Has sysadmin not evolved? if I found some sysadmin logging into a production system and editing the config file in nano today, I'd be downright depressed.
Sounds like you’re going to be depressed when you learn how the entire Internet plane, all software engineering outside of “SV”, all IT, all government, and basically everything except your GitHub CI/CD adventure works, then. Sorry.
This isn't an accurate statement. I work on behalf of a federal government agency, and no one has write access in development, let alone production. Everything is required to run thru our ci/cd pipeline. Times are changing.
For the better? I’m not asking out of preference, I’m asking out of actual conclusion: is trading the operational overhead of running LDAP for a usually homegrown, usually wobbly automated scripting soufflé that turns Make into a distributed system objectively better? Has nobody stopped to ask, is DevOps and CI/CD the best framework we can achieve? Did nobody think to ask before they told your agency it was the ‘right’ methodology and the objectively best way to build industrial, business process software in the government sector? Did the changing times come from ideology and belief or identified process gaps?
I ask because I think there’s something better. I don’t know what it is yet, but I want to find out. I’m worried about wastage in DevOps methodologies, a system where nobody is incentivized to care about the right things, going on to spook the policymakers on doing software before we find out if the DevOps and Cloud worlds, both, are objectively the best way to do software for their purposes. I strongly, strongly feel like the craft is on the wrong path, and persuasive successes in industry are getting to the right ears before we know if the discipline to efficiently handle agile infrastructure with today’s tooling is even possible. I’m not convinced DevOps will organically find the right calculus to spur the kind of systems research that took us to not only where we are, but that which will take us where we need to go.
Speaking of, I’m lazily glancing at Agile here as well but I’m not prepared for a coherent argument there, beyond pointing out that we now have better tooling for managing specifications, particularly formal and mathematical ones, than the waterfall development experiences that prompted agile thinking. We need more systems research, tinkering, rethinking POSIX, all of it.
Imagine a Graph,
the x-axis is time or adoption of a set of technologies.
Right now the hump in the bell curve is CI/CD and devops. It's safe to be in a large group.
If something better comes along then it'll start happening and in 15 years I expect the whole of government to adopt it when you are bemoaning the pitfalls of any new approach.
I know what a hype curve is, and I made two substantive points to differentiate this situation from a hype curve. I’m not “bemoaning the pitfalls,” I’ll repeat that I’m concerned this approach, which is gaining traction and getting solidified and entrenched, will spook the decisionmakers on being willing to accept your 15-year solution when it comes along.
If you’re going to be as patronizing as you are, please at least read what I’ve written and respond to it.
CI/CD is a good enough framework at the moment.
The goal is to build things and ship product to customers.

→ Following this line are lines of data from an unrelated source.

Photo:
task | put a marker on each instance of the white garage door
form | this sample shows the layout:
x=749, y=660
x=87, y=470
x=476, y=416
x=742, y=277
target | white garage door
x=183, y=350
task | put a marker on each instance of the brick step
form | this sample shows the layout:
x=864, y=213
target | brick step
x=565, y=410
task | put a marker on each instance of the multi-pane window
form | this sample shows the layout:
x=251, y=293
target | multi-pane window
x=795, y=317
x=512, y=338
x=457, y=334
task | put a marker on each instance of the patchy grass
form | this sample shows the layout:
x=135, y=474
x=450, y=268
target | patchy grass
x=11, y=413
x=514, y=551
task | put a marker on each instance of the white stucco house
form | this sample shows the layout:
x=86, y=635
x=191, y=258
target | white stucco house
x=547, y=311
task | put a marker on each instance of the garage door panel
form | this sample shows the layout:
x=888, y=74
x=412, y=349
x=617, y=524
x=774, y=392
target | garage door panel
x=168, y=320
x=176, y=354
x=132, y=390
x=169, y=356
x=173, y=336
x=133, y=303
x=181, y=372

It does that well and thats why it's winning.
The fact that a jenkinsfile starts with groovy and can include N number of different languages is just the nature of the beast. There is always fragmentation in software integration, and devops is integration on steroids.
Any other methods, formal or otherwise, need to provide X value at a cost of Y that makes adoption worth it. Currently if you don't use CI/CD then the value and cost propositions of adopting CI/CD actually start to make a lot of sense if you are mature enough to accurately do cost accounting on your IT management processes.

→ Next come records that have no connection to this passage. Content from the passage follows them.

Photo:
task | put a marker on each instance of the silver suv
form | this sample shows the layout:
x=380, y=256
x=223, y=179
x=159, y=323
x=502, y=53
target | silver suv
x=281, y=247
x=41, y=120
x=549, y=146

Yes, it's true, Jenkinsfiles, Cloudformation Json and Yaml all suck to work with. And configuration management is tricky. But I know that we'll all think the same thing about any other system or approach we adopt because it'll end up being work.
CI/CD may be a trade off but it allows us to focus on business problems rather than technical ones.
I dont disagree with many of your points, but are you advocating "logging into a production system and editing the config file in nano"? Can't tell if you are...
Even within SF. Having talked with a bunch of folks from Amazon and Netflix they're far from having most of their workflows running in containers... imagine is the same for google.